Partners Cas Dean and Neely Slawson focused their book on the life of Neil Armstrong and a journey through the solar system, titling the story “Man on the Moon.”

“We chose to write about Neil Armstrong and his trip to the moon because it focused on the current curriculum the children were learning in class,” Slawson said. “We covered his trip from the launch of Apollo 11 to his landing back on Earth.”

The children’s book project, called “Kiddy Lit,” was created by English teacher Frank Anderson and his wife, Andrea, a former teacher, in 1992.

“My wife and I began Kiddy Lit in hopes that it will encourage young people to understand how crucial it is to read to children in their younger years to help them build a solid foundation to develop into life-long learners,” Frank Anderson said.

Research proves that the basic building blocks of developmental learning are established in the first five years of life, thus reading to children as soon as possible and as often as possible is fundamental, Anderson said.

“It is also important to realize that parents are the child’s first teacher, and may be the most essential one,” he said.

The seniors went through the process of first writing a research paper on the importance of reading to children and then analyzing a children’s book before they were able to compose one of their own.

“While I was writing I reflected back on how Dr.

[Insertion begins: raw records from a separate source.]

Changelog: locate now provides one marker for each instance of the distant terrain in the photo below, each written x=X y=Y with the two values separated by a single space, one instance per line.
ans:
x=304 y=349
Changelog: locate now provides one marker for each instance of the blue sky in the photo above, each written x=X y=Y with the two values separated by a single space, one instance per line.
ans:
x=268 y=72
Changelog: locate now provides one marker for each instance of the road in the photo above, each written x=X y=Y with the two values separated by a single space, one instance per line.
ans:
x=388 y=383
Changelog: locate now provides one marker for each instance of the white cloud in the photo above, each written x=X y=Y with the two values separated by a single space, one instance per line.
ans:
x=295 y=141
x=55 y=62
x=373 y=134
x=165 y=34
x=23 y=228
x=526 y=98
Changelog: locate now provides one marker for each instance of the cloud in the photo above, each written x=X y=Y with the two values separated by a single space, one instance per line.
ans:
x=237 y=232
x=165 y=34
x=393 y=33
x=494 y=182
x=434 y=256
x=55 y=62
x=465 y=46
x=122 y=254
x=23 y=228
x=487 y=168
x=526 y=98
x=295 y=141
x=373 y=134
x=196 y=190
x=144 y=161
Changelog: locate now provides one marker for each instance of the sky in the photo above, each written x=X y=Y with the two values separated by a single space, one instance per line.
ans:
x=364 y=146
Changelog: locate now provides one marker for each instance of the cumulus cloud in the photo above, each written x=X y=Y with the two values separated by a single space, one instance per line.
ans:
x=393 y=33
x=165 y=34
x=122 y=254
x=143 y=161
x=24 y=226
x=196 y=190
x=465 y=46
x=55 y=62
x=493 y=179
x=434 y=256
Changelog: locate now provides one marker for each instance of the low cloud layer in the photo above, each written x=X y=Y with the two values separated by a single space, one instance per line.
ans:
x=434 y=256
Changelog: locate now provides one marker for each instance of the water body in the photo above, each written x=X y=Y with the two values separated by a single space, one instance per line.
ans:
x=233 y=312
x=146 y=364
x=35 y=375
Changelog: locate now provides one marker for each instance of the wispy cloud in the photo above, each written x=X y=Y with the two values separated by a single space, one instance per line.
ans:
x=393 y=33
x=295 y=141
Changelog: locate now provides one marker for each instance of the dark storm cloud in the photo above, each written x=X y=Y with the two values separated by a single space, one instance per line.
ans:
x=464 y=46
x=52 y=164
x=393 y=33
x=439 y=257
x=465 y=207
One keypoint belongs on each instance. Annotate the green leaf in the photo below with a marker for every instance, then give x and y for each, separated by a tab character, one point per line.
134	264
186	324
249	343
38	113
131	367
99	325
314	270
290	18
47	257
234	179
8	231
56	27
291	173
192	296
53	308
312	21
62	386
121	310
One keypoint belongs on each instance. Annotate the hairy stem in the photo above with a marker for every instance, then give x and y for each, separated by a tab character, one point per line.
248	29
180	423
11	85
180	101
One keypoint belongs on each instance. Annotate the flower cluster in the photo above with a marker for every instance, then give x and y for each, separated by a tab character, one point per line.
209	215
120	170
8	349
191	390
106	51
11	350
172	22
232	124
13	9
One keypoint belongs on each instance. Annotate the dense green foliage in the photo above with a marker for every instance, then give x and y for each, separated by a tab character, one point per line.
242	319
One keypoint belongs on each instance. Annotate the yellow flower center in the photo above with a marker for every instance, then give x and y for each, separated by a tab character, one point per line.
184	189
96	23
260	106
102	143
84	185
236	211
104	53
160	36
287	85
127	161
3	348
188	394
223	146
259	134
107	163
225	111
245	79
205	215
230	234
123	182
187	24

Suess’ ‘Dasiy-head Mazie’ had an effect on my childhood,” Lee said. “I wanted to create a book that had the same impact.”

Seniors took away more than just an understanding to read to their children, but several were touched by the discovery that they could have an influence on the young students as well.

“When I first started reading I noticed one of the defiant boys in the background,” Lee said. “After talking to him I found out that he was just misunderstood.”

“On the bus ride home the students were so exhausted and realized the energy it takes to teach a class,” senior English teacher Agatha Tresky said. “Some even realized that they want to teach as a career.”